Not much is known about the Augusta National green jacket that was found in a Toronto thrift store in 1994. No one even is sure what year it dates from or who once wore it (the original owner’s name is cut out of it). The only thing most people agree upon is that it’s from the 1950s, probably before 1957 based on the style of tag inside it.
But what we do know is this: Augusta National has confirmed its authenticity, and it could be yours at auction Saturday if you have five figures to spend.
The bidding at Green Jacket Auctions opened at $5,000 and since has risen to $30,579. The auction closes at 8 p.m. EDT on Saturday night.
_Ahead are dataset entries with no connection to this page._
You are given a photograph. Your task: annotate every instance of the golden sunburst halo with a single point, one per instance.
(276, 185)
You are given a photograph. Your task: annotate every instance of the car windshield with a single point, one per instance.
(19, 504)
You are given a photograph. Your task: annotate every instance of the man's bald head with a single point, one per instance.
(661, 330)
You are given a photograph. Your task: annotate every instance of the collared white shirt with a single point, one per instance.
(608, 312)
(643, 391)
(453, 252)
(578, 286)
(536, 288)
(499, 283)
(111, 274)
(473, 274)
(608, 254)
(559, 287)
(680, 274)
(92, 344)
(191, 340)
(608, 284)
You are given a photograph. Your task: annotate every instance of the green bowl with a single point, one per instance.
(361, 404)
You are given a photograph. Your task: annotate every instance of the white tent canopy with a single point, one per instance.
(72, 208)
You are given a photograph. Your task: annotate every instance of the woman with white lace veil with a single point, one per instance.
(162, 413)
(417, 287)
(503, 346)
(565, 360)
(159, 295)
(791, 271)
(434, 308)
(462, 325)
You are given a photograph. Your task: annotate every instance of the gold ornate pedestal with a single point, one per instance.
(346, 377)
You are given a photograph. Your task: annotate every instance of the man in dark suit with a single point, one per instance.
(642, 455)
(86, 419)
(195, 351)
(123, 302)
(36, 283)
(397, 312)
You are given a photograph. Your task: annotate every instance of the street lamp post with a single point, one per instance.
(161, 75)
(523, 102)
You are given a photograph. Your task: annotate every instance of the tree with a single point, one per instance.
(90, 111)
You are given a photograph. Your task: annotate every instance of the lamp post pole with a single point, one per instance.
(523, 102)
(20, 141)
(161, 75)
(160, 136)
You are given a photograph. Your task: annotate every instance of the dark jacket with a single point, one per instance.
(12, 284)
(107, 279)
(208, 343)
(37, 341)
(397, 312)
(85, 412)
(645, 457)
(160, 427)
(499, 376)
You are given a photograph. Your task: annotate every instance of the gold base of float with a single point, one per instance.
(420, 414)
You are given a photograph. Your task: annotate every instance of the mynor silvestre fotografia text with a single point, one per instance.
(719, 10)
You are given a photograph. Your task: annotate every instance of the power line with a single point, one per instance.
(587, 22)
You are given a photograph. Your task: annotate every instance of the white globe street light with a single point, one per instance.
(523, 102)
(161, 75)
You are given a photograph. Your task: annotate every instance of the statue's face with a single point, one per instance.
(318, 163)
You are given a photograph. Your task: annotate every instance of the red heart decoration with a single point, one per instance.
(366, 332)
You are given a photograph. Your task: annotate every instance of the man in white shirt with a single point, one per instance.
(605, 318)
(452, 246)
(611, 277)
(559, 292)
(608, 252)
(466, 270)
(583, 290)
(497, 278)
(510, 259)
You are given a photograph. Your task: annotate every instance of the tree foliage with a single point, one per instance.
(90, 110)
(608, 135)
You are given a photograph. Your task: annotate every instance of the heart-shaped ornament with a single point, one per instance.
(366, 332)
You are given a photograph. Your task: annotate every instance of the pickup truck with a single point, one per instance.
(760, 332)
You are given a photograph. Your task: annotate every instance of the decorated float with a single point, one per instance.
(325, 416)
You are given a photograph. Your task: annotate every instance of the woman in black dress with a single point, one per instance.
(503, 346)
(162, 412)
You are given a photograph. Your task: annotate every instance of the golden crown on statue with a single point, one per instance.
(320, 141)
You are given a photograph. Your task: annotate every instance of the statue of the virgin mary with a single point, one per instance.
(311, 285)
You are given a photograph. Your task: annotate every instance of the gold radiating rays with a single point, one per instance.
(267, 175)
Green jackets bearing the Augusta National logo are given to each member of the club plus each year’s Masters winner, a tradition that started with Sam Snead’s victory in 1949. However, only the Masters champion may take their green jacket off the grounds of the club, and then only for their one year on the throne. And so the mystery of this particular green jacket deepens: How on Earth did it get from Augusta National to a thrift store in Ontario, where it was purchased for $5 by an avid golfer who was rummaging through a pile of jackets and knew exactly what he was getting.
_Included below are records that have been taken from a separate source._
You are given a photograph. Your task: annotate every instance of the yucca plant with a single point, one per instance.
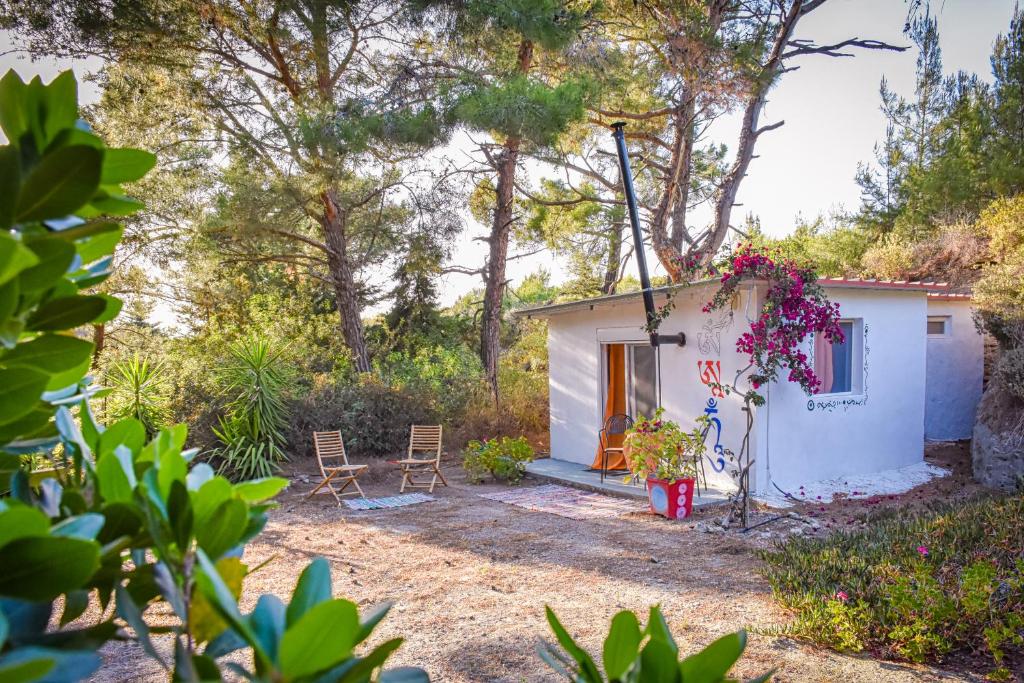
(252, 432)
(138, 391)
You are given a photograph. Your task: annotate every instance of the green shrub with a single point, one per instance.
(135, 526)
(632, 654)
(911, 587)
(373, 417)
(1010, 368)
(504, 459)
(446, 376)
(253, 432)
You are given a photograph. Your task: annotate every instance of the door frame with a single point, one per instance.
(630, 336)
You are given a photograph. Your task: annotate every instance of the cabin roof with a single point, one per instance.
(939, 291)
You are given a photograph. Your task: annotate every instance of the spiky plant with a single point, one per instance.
(252, 431)
(139, 390)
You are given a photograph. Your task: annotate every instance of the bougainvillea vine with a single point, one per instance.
(795, 308)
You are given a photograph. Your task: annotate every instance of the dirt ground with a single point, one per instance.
(470, 578)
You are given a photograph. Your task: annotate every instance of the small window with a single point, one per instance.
(843, 361)
(938, 326)
(836, 365)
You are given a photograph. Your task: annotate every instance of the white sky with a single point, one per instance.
(830, 109)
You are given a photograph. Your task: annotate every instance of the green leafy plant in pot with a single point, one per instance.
(668, 458)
Augusta National only would confirm the jacket’s authenticity; it has refused to provide any other details about it, including who possibly once wore it.
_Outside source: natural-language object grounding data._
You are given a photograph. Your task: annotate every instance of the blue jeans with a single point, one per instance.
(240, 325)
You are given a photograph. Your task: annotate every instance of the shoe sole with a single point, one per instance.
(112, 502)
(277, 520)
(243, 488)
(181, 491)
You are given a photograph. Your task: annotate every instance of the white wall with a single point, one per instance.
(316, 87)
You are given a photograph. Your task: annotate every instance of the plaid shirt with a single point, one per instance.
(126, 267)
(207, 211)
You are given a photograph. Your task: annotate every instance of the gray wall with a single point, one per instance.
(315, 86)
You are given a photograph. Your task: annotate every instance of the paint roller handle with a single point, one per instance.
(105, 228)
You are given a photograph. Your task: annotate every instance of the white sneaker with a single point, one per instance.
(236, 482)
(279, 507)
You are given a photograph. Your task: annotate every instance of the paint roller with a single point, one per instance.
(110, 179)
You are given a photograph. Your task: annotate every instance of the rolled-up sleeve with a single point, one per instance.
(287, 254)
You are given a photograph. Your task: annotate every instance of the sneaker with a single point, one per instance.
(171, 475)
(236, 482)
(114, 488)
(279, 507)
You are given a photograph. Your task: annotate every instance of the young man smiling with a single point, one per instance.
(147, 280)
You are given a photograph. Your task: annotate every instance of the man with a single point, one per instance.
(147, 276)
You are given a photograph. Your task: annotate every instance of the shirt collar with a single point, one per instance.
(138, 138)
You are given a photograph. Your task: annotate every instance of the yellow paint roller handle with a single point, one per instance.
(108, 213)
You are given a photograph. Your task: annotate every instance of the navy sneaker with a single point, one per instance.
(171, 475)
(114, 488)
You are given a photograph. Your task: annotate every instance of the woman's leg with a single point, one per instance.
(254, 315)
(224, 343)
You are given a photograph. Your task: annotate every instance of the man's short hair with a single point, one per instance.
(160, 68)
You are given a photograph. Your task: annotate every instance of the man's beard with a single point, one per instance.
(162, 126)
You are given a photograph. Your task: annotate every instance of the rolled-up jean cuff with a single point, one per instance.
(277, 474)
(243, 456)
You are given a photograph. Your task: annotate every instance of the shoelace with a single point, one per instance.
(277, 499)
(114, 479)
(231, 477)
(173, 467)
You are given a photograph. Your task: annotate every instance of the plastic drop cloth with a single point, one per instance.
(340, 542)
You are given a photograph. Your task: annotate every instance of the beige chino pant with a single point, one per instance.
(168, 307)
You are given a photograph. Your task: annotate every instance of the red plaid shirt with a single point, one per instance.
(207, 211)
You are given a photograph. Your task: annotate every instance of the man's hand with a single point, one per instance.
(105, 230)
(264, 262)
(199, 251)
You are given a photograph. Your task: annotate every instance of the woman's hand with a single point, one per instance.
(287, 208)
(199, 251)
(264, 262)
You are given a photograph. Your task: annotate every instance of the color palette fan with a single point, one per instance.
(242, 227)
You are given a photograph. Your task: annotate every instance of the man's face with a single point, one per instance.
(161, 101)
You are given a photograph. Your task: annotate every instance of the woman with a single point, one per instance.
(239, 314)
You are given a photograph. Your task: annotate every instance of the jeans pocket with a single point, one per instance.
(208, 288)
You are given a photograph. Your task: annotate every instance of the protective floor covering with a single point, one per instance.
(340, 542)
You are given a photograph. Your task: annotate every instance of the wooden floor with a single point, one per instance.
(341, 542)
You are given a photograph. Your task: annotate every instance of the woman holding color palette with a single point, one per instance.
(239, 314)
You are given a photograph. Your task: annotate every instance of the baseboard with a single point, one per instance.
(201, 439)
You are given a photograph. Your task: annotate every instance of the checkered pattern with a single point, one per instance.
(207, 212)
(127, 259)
Somehow, the Canadian green jacket wasn’t the only one that’s been unearthed at a thrift store. In late December 2015, a member’s jacket that was estimated to date back to the 1960s popped up at a nonprofit store that serves the elderly in Houston. The store sold it to a car dealership in Pennsylvania for what it would only describe as a “substantial amount … which will go a long way with helping our mission,” according to Golf.com’s Sean Zak.
Bob Zafian of Green Jacket Auctions told Zak that he had sold more than a dozen green jackets — the one given retroactively to Horton Smith, who won the first Masters in 1934, went for $682,000 at auction — so it’s not like seeing them in the wild is completely unheard of. But finding one in a Toronto thrift store: definitely bizarre.